The Dog and Pony Show
The Rockford Files
Badiyi’s prismatic style is seen to be founded on dry precision in this perfectly gauged exemplar. The script avails itself of television to float its images over the rapidly skimming surface, so that the abrupt changes of perspective make a stylistic continuum, it’s as simple and fitting as that.
The joke upon joke is about a CIA man kept under wraps in a mental institution, who is revealed to be a Mafia family brother-in-law gone bozo, rather than a man on the team that ousted Allende.
Here’s the image that works the magic: Jim Rockford and Angel Martin are arrested for transporting stolen spoons, sentenced to group therapy, where they meet a paranoid schizophrenic who isn’t.
This brings in, eventually, the CIA itself, as well as the crime boss of a Los Angeles family. They collide, with the private investigator in the middle. Not only fortuitously but amusingly, because the Agency fumbles its way into domestic action, and the boss is outside the code for his sister’s sake...
East Wind—Ill Wind
A Nobel laureate dispossessed of his country drowns like Shelley on a sunny day just off the beach, his wife suspects the secret police, she’s bugged, a dossier on torture is missing.
McGarrett interviews an emissary of the government on a hotel café terrace, he is the head of the secret police and arranged the assassination.
A silenced witness to the torture and the killing succeeds in naming him at a Pacific conference where the dossier surfaces.
A Different Drummer
The Rockford Files
One of those psychopaths who sometimes find socially permissible guises for their mania harvests eyes from the not quite dead, as arranged by himself in well-planned accidents.
It’s not for sweet charity’s sake, it’s a medical referral service, but the interest for the doctor is the same he found in burning down the house when he was nine.
Rudolph Borchert’s script is minutely detailed, with a fine comic part for Jesse Welles as the doctor’s scatterbrained secretary. The mania is revealed in John Considine’s performance only when he’s caught in the act of preparing her already-catalogued and still live body for harvesting. He’s a very friendly type, goes to the ball game with you, that sort of thing. “Adjusted,” says another VA patient (Reni Santoni, another superb comic part), from a knowing vantage.
The structure is related to McMillan & Wife: The Deadly Cure (drunken yahoos put Rockford in the hospital, where he sees the doctor at work), and the theme compares to Nicholas’ Gift (to Equus also, from another angle).
Rendezvous at Big Gulch
The neighborhood protection racket, under the sway of pet-loving Dutch Gunderson.
Drebin and Norberg go undercover at a locksmith shop.
A dance academy is the initial target, after collecting payments from the butcher’s shop and the pet shop.

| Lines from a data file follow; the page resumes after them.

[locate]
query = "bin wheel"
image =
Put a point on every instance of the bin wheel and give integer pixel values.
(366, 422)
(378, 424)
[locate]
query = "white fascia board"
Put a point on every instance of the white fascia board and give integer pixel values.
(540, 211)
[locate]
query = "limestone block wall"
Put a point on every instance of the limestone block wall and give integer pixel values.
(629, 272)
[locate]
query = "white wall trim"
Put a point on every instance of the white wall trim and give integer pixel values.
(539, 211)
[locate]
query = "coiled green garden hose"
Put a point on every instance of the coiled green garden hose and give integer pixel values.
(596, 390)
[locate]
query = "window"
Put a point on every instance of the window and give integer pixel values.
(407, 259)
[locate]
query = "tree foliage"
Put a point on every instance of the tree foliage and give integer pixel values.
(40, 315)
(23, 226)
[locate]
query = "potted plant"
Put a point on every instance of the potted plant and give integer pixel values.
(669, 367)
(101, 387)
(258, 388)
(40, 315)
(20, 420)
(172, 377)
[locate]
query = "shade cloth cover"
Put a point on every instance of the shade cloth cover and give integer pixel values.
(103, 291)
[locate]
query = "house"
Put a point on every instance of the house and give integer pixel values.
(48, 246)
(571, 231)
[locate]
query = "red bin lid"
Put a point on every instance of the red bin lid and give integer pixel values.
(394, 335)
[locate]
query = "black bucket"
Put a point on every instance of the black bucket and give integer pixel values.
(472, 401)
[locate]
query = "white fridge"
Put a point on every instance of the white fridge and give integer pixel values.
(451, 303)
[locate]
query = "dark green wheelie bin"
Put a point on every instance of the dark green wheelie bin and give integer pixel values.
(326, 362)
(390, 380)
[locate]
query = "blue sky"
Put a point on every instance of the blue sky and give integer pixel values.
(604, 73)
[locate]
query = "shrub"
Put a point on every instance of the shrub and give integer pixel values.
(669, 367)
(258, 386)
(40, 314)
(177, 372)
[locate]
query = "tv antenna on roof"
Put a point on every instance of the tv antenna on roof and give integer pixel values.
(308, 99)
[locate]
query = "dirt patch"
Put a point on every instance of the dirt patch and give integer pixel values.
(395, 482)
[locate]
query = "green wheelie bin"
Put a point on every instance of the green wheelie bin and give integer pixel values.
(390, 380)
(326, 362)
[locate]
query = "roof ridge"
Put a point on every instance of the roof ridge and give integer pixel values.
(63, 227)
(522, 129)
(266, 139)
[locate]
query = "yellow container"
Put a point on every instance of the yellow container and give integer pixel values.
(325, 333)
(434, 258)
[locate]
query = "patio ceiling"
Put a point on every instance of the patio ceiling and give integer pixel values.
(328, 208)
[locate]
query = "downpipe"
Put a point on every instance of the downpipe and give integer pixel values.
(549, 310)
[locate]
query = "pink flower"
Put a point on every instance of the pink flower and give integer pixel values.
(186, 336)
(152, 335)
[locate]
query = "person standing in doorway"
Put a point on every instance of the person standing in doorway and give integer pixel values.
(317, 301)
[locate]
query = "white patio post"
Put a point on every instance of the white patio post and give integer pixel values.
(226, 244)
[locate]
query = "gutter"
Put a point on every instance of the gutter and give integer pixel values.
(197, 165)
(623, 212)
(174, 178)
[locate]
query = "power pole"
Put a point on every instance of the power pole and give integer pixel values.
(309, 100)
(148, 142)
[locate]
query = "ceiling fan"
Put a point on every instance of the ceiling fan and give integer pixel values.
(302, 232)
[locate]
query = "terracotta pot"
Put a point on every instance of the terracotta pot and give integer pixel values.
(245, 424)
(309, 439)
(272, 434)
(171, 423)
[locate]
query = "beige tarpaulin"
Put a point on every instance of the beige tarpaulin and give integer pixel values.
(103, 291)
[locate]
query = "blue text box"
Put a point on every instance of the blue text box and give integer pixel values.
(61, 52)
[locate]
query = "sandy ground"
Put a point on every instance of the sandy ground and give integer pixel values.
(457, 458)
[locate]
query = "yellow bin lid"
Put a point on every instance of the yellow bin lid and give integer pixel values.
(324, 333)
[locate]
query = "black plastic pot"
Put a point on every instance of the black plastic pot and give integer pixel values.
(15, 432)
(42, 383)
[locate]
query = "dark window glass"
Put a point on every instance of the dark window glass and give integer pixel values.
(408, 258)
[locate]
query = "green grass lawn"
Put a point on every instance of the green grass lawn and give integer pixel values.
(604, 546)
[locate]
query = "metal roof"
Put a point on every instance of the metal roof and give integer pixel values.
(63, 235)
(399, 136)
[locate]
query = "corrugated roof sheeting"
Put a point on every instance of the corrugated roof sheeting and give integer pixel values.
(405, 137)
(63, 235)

The brutal racket is seen in all its degrading vileness (Norberg’s keys always stick to the ceiling as he finishes them on the buffer wheel).
The Way Back Home
A New York lawyer travels back to Florida where he grew up. The script achieves a blankness of dramatic horror by extension, grandmother Jo (Julie Harris) is recovering from a stroke, her house is desired by creditors as a valuable beachfront property, Harris mimes her anguish with unutterable feeling, the lawyer helpfully renders up a document to the bank showing the house a state historical monument, Jo drops dead.
Maude the maid (Ruby Dee) is feeling poorly, too. The weary women share a bed to read The Velveteen Rabbit.
Badiyi takes monumental pictures of Florida as background to these tragic scenes.